Nothing is going to happen to Bitcoin, it's just that alternatives will become much bigger than it.
Even if more altcoins are created with new and better technology, but if they are not decentralized and do not guarantee the security of the blockchain, they will never be able to surpass bitcoin, let alone replace it.
Consumer investors have demonstrated, based on their actions, that they don't care about decentralization. Today most Bitcoin is held using a person or company's known identity, using a broker or an app. And there are thousands of L2 "bandaids" on top of Bitcoin that basically eliminate decentralization--and lots of people are using these too. And then there's the ETF. And almost every crypto
besides Bitcoin--which makes up about 45% of the total market today--is based on the defacto centralized PoS model or something similar.
Consumers simply don't care about "decentralization", and I suspect 95% of investors in Bitcoin don't even have the first clue about what that word even means. The market is clearly evolving away from this notion and it has been for years now.
You are quite wrong about a few things here. The first is that you think its even possible to calculate the total value of all assets, and then gold (or BTC's) share of that total value. It is more possible to do though is you define specific financial assets to compare against (eg total value of bonds, cash, equities, property, collectables, etc, but even then its not easy as there are many other global assets not in any of these categories.
I was making a broad point about the role that gold plays in our society today versus, say, 100 years ago. I understand that my numbers are just guesses, but the exact number wasn't the point: gold, as an "investment technology" has becoming a very tiny portion of the overall picture even though it was once dominant. That could be the case for Bitcoin and digital currencies in the future as well.
You are also mixing up various concepts related to decentralization. Some aspects of BTC are highly decentralized, and are increasingly becoming so. Others are indeed becoming more centralized.

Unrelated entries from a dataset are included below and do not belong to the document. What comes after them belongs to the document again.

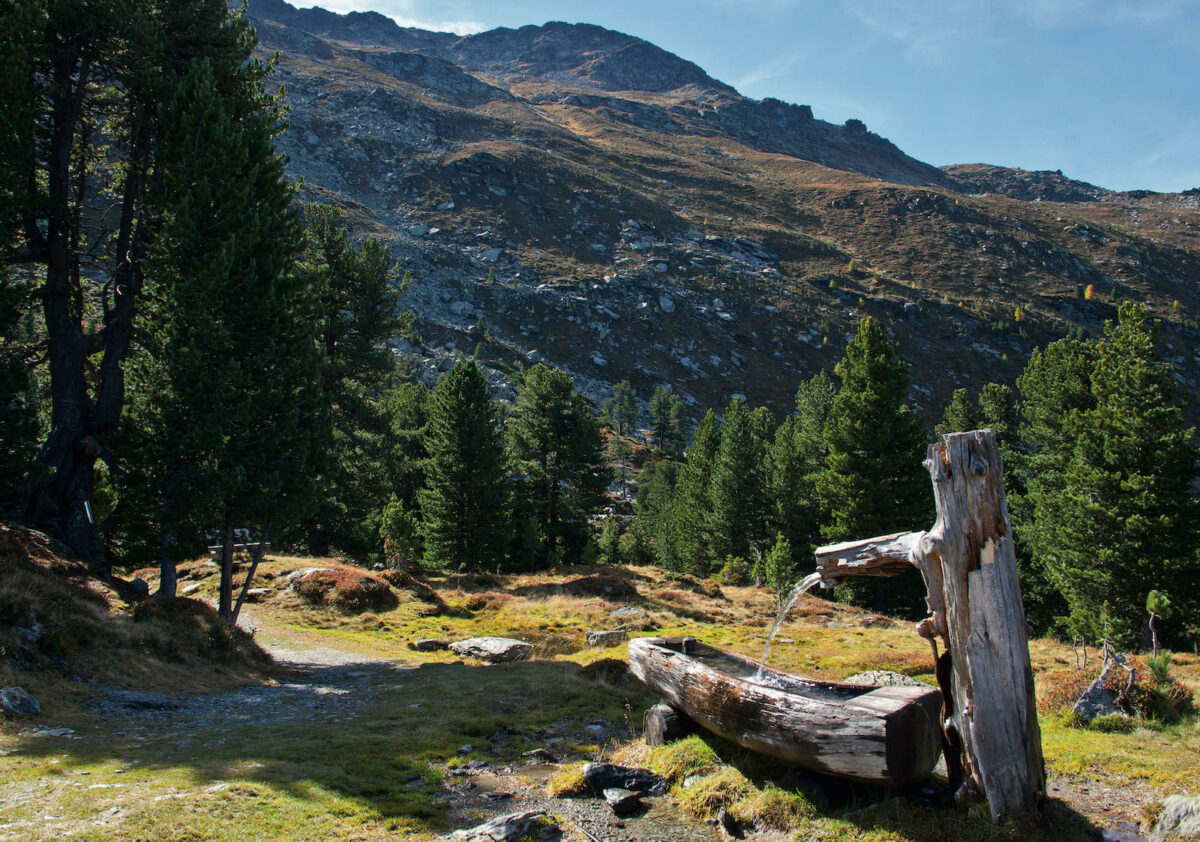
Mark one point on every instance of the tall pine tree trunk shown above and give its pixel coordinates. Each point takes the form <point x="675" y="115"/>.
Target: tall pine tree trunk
<point x="225" y="603"/>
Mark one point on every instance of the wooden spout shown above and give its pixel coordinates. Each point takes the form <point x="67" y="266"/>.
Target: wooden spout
<point x="969" y="564"/>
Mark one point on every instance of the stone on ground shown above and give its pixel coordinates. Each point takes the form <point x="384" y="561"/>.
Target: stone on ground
<point x="1180" y="819"/>
<point x="1097" y="701"/>
<point x="622" y="801"/>
<point x="528" y="825"/>
<point x="601" y="776"/>
<point x="429" y="644"/>
<point x="603" y="639"/>
<point x="885" y="678"/>
<point x="17" y="702"/>
<point x="492" y="649"/>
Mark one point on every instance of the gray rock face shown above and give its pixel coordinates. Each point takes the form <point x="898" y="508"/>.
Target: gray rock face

Bitcoin itself is decentralized--nobody disputes that. But the way most consumers use it is
centralized, so it doesn't matter if Bitcoin itself is decentralized or not.
We will see the tides of centralization and decentralization of aspects related to BTC grow and shrink over time for numerous reasons. Yes, we will see centralized L2s on BTC. That is fine, provided BTC itself, the ultimate store of truth, remains rock solid.
If you use an L2, you are betting on the integrity of the L2--along with Bitcoin itself. Whatever disadvantages the L2 has, your investment overall has. Hence an L2, regardless of the L1 behind it, is absolutely a
centralized investment (and yep, investors don't care, because they don't care about decentralization).
As for consumers not caring about decentralization, they most definitely do (even though they may not know it yet), and will increasingly do more so as events occur which make them understand the importance of BTC's unique characteristics.
The market is going the other direction, and has been for years now. The ETFs were the nail in the coffin for decentralization: it shows that investors simply don't care about it, and they just want to invest in a meme that goes up in price.
I have no idea what "events" you could be talking about, but I can't imagine something that is going to make people dump all of their ETH and other non-decentralized cryptos, dump their holdings in brokers and apps like PayPal and Coinbase, dump their ETFs in favor of self-custodial pure Bitcoin, and dump L2s. Why any consumer, let alone millions of them, want to do that?